You're such a cheery, uplifting type. Great bedtime reading.
My understanding of peak oil is that peak oil is the point where we have reached the maximum barrels/day that this planet will ever produce, and from there on in, production will only decline. As production declines, and demand grows, of course, prices will rise, and we are all...well...you know...
Have we reached peak oil though? I don't know about that. In fact, I honestly doubt it. (Full disclosure, I live in a province with one of he largest reserves of oil in the world, and our economy is overheating trying to get it all out of the ground yesterday.) I think we have a ways yet to go on peak oil, not because there are more reserves than stated, or because demand will fall, but because more and more money and talent is being put into exploiting the last remaining reserves on earth.

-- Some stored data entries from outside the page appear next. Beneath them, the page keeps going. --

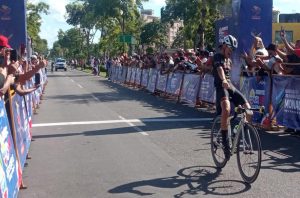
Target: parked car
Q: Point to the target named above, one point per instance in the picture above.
(60, 63)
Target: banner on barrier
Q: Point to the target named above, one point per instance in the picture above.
(138, 77)
(286, 101)
(133, 75)
(29, 102)
(161, 82)
(119, 74)
(145, 77)
(21, 124)
(152, 80)
(174, 83)
(190, 88)
(124, 73)
(207, 89)
(129, 73)
(9, 169)
(257, 93)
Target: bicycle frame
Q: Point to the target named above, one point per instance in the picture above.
(239, 131)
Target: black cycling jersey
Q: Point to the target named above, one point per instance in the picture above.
(220, 61)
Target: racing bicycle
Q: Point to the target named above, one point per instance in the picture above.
(244, 141)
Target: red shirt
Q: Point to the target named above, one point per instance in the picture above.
(297, 52)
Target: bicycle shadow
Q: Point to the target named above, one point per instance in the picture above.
(197, 179)
(283, 157)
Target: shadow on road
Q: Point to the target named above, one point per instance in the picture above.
(196, 180)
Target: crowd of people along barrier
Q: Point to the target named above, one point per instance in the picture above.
(22, 84)
(278, 93)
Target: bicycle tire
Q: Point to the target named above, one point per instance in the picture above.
(250, 135)
(216, 143)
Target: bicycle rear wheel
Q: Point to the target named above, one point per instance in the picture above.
(216, 144)
(249, 153)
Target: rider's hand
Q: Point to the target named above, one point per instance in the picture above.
(225, 84)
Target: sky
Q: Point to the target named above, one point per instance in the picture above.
(56, 19)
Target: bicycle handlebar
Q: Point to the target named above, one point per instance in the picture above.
(240, 110)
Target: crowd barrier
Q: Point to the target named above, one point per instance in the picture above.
(15, 135)
(278, 94)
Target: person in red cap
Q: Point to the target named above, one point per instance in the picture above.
(4, 42)
(5, 78)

The debate is academic, really, because nobody, regardless of what they say, honestly knows the production values of every oil company on earth even over the past ten years, let alone into the future. (So many lies have been told, and figured fudged humanity may never know the true tale.) That said, let me paint a different picture:
I believe that we still have at least a decade, maybe more of rising production, as new technologies come on-stream, and we simultaneously run every reserve dry in our quest for that last, final drop. When that peak is crested, however, there will be no gradual economic slowdown, not even a "depression" like the early 20th century. The curve won't be bell shaped, it will reach a peak, and then plummet. With 10, 20, maybe even 30 years ahead of us, my dad, the elder Bush family, that whole generation can die happy, never having seen the hell that they hath wrought.
I, on the other hand, by the time I am their age, will probably survive just long enough to be killed by a friend or neighbour for food, water, or gasoline. It hurts my green, left-leaning soul to say this, but...environmentalism is a huge, tragic mistake. Certainly, pollution, renewable energy, happy pandas and environmental toxins matter, and they are important. The harsh, harsh truth, however, is that the money going towards everything except solving the growing food crisis, population boom, and finding new, renewable sources of energy is a tragic waste that could well be the doom of us all.
We need to stop having so many babies. We need to find food to feed those we've got, and by the gods, we need to save every last precious drop of oil we have, because there so very, very many things that we make out of it that we have absolutely no (viable) way of making any other way. An example? Plastics. We can recycle only so hard. Certain plants can be used to make plastics, (that involves quite a bit of hocus pocus, from what I understand,) but it would never meet even the smallest fraction of demand. Having a healthy, green earth won't do us any good if we wipe ourselves trying to control the last remaining resources on earth. And if we DO get to wiping ourselves out, after a few thousand years, those who (might) survive should have a healthy, green earth...with no oil.
Now of course, these are opinions based entirely on my personal paranoia, research on the internets, and via a few interesting scientific journals, and a healthy dose of alarmism, but they may yet be valid. Your mileage may, of course, vary.
Dead vulture, because I'm probably allready to old to survive the looming resource wars.